The industry faces a litany of problems, including the broad, ongoing shift away from diesel across Europe, shifting production to other countries, significant model production changes, low confidence in the UK economy, sliding demand at home and overseas, and Brexit-related issues.
81% of the vehicles are exported; they can be built anywhere.
Production for domestic sales dropped 12.3% in 2019, to 247,000 vehicles.

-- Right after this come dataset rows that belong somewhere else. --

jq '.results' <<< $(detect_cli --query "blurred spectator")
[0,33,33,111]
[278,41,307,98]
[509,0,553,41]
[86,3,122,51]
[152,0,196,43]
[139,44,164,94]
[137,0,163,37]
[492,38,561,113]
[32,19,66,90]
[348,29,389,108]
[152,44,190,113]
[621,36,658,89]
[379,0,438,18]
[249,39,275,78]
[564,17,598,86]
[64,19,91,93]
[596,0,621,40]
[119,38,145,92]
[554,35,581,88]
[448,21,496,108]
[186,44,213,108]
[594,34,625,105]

Production for export dropped by 14.7% to 1.056 million vehicles, with overseas orders still accounting for 81% of the vehicles assembled in UK plants.
The manufacturers with the sharpest production declines in 2019 compared to 2018, were:
- Honda: -32%
- Nissan, the second largest car manufacturer in UK: -21%
- Vauxhall (UK’s Opel, subsidiary of French automaker PSA): -20%
- Jaguar Land Rover (JLR), UK’s largest car manufacturer: -14.5%.
Honda and Nissan have plants around the world and can build vehicles anywhere.
Even JLR has plants in multiple countries, including in the EU (Slovakia), India, China (joint venture with state-owned Chery Automobiles), and Brazil. In 2018, JLR shifted production of its Land Rover Defender from the the UK to its assembly plant in Slovakia, where it cashed in €125 million of investment aid from the Slovakian government.